Open yorickpeterse opened 6 years ago
Regex interning could be done by reusing interned strings and mapping these to their regex objects. This way re-using the same regex literals would result in only 1 heap allocation. Since all of this happens when parsing bytecode it won't have any runtime overhead (once all modules are loaded).
Rust's regex crate would be the most likely underlying engine used for this. I in particular like its support for limiting the size of compiled regular expressions, which would be an interesting feature to expose to the Inko runtime.
The VM instructions we'd need (that I can think of) would be:
Per https://github.com/rust-lang/regex/issues/362 it seems the regex
crate relies on thread-local storage, but doesn't clean it properly. This is problematic for two reasons:
One option might be to ditch supporting regular expressions in the standard library, instead deferring this to a C library used through the FFI API.
Alternatively, we could perhaps support Rosie:
Rosie appears to be offloading most of its work to Lua, with the C library being a wrapped around the Lua embedding API (if I'm reading everything properly). This may result in undesirable overhead in the context of using Rosie from Inko.
Rosie seems like an unlikely candidate, but the underlying idea (reusable and testable PEG grammars) is very interesting.
There are currently two ideas I'm toying with:
Syntax based grammars would be more verbose compared to regular expressions, but also easier to read. Let's say we want to parse an ISO 8601 date. Using regular expressions, we may end up with something like the following:
/\d+-\d{1,2}-\d{1,2}\s+\d{2}:\d{2}:\d{2}/
The syntax based grammar would instead look something like the following:
grammar {
main { year '-' month '-' day ' '+ hour ':' minute ':' second }
digit { [0-9] }
year { digit+ }
month { digit digit? }
day { digit digit? }
hour { digit digit }
minute { digit digit }
second { digit digit }
}
Here main
would be the entry point of the grammar. This is much more verbose, but easier to read. If one were able to import existing grammars, they might be able to reduce it down to the following:
grammar {
import time
# year_month_day and hour_minute_second would be defined in the imported package.

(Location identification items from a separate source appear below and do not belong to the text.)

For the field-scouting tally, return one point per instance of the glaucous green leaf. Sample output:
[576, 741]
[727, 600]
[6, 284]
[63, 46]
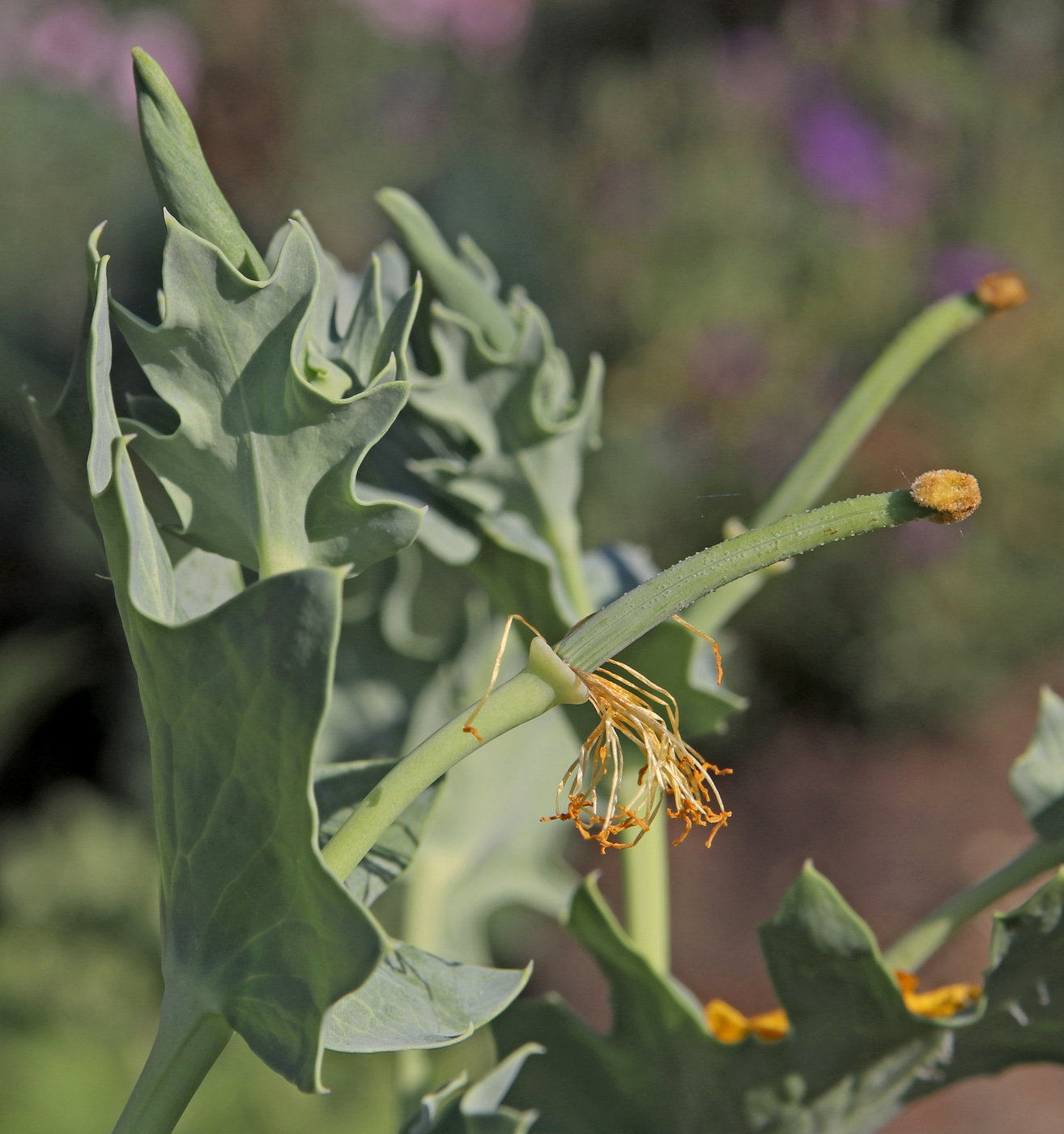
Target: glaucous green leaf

main { year_month_day ':' hour_minute_second }
}
A big downside of syntax grammars is the work necessary to implement them. This would require the compiler to parse and verify the syntax, and generate the necessary VM instructions or Inko code to parse the input efficiently. Using an existing Rust crate might allow us to offload all of this to said crate at runtime, but thus far I have been unable to find a well maintained crate for parsing PEG at run time; most only support parsing them at compile time.
Parsing combinators are just methods that take some kind of input, and return a parser for that input. To parse the same ISO 8601 date mentioned above, you may write the following:
import std::parse
let digit = parse.any(['0', '1', '2', '3' ,'4', '5', '6', '7', '8', '9'])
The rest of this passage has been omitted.